A partir dos ensinamentos e das vivências discutidas no evento, uma das intenções é estabelecer fluxos a respeito do tema nas Promotorias de Justiça pelo estado, obtendo avanços diretos na prestação de serviços à sociedade, informou o Diretor do CEAF, Promotor de Justiça Stefano Garcia da Silveira.
"Sem trauma"
A Ouvidora do MPMG, Ana Luiza Gomes Torresia, focou a apresentação no acolhimento de meninas e mulheres vítimas de violência - como abordar, como acolher, o que falar, o que não falar e ações práticas para estabelecer diretrizes a fim de que o atendimento seja humanizado e sem revitimização.
"Que ela consiga, então, um atendimento em que saia com as orientações necessárias para que as providências sejam tomadas e sem sofrer nenhum trauma nesse atendimento", ensinou. Ela acredita que houve evolução e construção nos últimos anos, mas sempre há pontos a melhorar, a refletir e a trabalhar nessa área.
Autocrítica e avanços
A Professora da Univali Ana Elisa Costa Ferreira trabalhou com os participantes a redação jurídica em uma abordagem sociofuncional de linguagem e gênero. Na atividade, ela apresentou um checklist de escrita protetiva para casos de violência de gênero, contendo aspectos fundamentais ao iniciar a redação, ao descrever os fatos, ao fundamentar e ao revisar o texto.
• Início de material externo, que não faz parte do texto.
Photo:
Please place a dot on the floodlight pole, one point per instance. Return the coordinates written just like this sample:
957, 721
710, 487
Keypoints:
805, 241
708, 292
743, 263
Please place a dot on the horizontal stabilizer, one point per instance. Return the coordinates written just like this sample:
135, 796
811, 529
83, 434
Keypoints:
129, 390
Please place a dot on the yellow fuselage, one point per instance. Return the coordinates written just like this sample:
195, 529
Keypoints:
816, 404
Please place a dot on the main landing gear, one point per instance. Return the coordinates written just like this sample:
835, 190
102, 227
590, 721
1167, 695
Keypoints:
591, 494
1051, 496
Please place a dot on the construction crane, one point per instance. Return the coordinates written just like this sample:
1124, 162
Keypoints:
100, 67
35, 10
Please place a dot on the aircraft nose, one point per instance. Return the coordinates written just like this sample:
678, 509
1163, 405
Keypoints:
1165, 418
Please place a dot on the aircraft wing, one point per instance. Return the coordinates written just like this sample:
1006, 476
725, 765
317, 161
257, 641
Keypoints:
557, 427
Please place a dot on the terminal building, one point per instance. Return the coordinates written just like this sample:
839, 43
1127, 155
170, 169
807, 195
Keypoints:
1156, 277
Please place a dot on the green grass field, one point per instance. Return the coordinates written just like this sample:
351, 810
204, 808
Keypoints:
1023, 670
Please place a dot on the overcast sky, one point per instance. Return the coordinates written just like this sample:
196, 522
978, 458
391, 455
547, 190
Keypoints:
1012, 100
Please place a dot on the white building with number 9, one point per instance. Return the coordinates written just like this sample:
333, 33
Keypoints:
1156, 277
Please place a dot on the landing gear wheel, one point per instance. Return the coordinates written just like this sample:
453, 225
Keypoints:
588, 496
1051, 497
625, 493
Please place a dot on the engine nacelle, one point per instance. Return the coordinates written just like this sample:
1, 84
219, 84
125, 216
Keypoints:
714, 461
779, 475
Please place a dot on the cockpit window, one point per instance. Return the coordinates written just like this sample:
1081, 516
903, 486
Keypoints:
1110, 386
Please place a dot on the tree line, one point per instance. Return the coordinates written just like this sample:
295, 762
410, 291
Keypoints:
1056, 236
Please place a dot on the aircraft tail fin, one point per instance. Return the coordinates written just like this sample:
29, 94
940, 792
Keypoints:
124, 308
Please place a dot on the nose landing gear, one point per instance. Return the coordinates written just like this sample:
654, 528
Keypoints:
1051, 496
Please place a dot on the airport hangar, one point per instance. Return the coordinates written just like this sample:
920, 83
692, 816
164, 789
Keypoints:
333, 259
"Temos que pensar não só a respeito da acolhida, mas também da documentação, dos registros, da escrita desses processos em que essas mulheres são vítimas. Então, é um movimento que nós como profissionais temos que fazer de autoconsciência, de autocrítica, para cuidar com as escolhas linguísticas que fazemos nos nossos textos para relatar e documentar esses casos de violência de gênero", salientou.
Para Ana Elisa, esse tipo de aprendizado também pode resultar em avanços no enfrentamento da violência contra a mulher na sociedade a longo prazo. "Dizer, escrever, pontuar, falar sobre e escrever sobre de maneira apropriada, a longo prazo, pode ressoar na conjuntura social e pode trazer mudanças nesse olhar que a gente tem sobre a violência de gênero", concluiu.